Frequently Asked Question

Modern Telephony and how the world suddenly became so complicated
Last Updated 6 years ago

To give a little history here, in the old days we had the GPO later called BT who owned the entire phone network from the wires in the ground to the exchanges and so on. When your phone didn't work who you gonna call? BT.

Since then things have changed

Firstly in an effort to look like the government was doing something to promote competition, OpenReach (That's Can't Reach to those of us in the business) was formed to be independent of BT, which its not and never will be. OpenReach brought a whole new level of poor service to the market and continue today to be the number one cause of faults on the network.

Digital Came

So a long time ago SIP was created as a way to connect disparate telephone switches together in a way that worked over IP networks. Its fairly week, has high overheads and brings a whole world of complexity to the job but once setup it works most of the time. I suppose I should take a moment to mention IAX2 which provides encryption, compression, and reliability to the market but its uptake has been slow.

With SIP came along SIP Carriers. Companies who's business model was carrying SIP traffic (calls) from one place to another. This is mainly because the market puts prohibitive costs in the way of companies connecting to BT (IPStream) directly so there's a market created where none should be simply because of that.

Complexity and Routing

So we now have the BT PSTN Network, the original network where analogue phones are connected and System X which routes the calls. Then we have BT's IPStream where network operators can connect and route calls to and from BT networks. Then we have these 'SIP Carriers' that connect companies to the BT and other networks.

Finally we have the resellers, yet another layer

Since SIP Carriers tend to have a minimun spend and traffic and smaller businesses can't meed these we have the resellers who buy traffic from the SIP Carriers and then sell that onto small/SME businesses and leverage the market for profit.

Let's talk about the market and profit for a second. BT Charge an Ingress and Egress charge of something like 0.6p per call, nothing after that. Billing per minute went years ago so the only charge is 0.6p. The SIP Carriers are paying this charge and therefore they are charging their calls out to the resellers at something like 1p a call.

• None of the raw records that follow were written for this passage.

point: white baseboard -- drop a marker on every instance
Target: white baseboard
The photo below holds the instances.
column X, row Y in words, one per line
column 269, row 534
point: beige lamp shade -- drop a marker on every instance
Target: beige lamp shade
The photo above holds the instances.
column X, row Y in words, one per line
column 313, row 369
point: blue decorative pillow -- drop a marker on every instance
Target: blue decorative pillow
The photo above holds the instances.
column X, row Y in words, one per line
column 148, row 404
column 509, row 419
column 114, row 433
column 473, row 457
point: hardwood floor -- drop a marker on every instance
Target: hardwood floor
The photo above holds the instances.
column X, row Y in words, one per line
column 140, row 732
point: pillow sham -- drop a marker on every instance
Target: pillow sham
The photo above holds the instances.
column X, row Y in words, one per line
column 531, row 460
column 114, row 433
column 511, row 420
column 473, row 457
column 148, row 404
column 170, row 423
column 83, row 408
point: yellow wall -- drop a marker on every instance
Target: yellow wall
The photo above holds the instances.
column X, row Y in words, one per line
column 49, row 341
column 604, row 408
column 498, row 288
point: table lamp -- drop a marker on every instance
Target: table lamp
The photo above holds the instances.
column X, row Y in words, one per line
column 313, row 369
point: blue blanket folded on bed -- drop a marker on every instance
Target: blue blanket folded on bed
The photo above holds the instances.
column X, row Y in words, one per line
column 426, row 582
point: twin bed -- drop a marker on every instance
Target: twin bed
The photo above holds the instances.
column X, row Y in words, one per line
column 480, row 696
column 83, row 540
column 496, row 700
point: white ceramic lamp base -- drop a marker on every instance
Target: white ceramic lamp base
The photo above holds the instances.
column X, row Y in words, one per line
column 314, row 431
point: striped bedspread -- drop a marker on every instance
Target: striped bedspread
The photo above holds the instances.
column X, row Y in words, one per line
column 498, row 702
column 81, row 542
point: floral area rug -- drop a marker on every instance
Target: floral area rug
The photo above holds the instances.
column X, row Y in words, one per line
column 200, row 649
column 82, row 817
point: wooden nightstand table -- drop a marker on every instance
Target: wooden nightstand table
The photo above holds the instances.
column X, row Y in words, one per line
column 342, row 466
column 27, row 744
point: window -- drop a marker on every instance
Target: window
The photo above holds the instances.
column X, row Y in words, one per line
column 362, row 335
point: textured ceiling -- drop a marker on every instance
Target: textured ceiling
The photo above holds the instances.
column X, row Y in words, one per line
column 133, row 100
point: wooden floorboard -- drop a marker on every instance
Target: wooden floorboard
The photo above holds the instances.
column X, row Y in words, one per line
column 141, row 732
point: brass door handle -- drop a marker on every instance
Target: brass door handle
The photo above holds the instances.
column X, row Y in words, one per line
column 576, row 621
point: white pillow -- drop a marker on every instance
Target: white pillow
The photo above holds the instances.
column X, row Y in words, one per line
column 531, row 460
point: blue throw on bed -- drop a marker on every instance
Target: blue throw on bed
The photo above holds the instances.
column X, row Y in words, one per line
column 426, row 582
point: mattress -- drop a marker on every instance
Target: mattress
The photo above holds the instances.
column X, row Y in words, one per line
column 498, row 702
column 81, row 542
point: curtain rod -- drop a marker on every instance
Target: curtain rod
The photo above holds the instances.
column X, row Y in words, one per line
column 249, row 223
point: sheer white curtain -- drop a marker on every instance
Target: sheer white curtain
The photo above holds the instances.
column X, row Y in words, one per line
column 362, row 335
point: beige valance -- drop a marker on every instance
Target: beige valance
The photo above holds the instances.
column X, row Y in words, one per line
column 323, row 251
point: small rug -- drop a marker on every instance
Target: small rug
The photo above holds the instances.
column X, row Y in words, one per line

The resellers will charge this out at 0.05p per second or 3p per minute to the companies using their services and therefore, if they have lots of LONG calls they are quids in, lots of short calls their out of pocket. If a reseller has several carriers on tap then they can move traffic between them to route the longer calling customers on to the cheaper pence per call, and the shorter calling customers onto the pence per minute routes.

Who's Fault is it?

Everyone get's failed calls, more so these days with so many companies involved in carrying the call, but when it fails who do you ask? Well, the simple answer is no one because your going to waste your day, a day that you'll never get back talking to people who don't care and don't know.

Let's take a call from a mobile phone to a SIP small business...

Mobile Network over GPRS
to
Mobile Operators Switch Network over the Internet
to
BT's PSTN over IPStream
to
SIP Carriers interconnect to BT over IPStream or other.
to
SIP Reseller
to
Destination

Any one of those points can be a point of failure, and a large part of that transit is over the internet which is well known for its reliability or lack thereof.

I hope this helps some people understand the market we're working in and why its just not possible sometimes to say for sure why a call failed, where it failed and who's fault it is.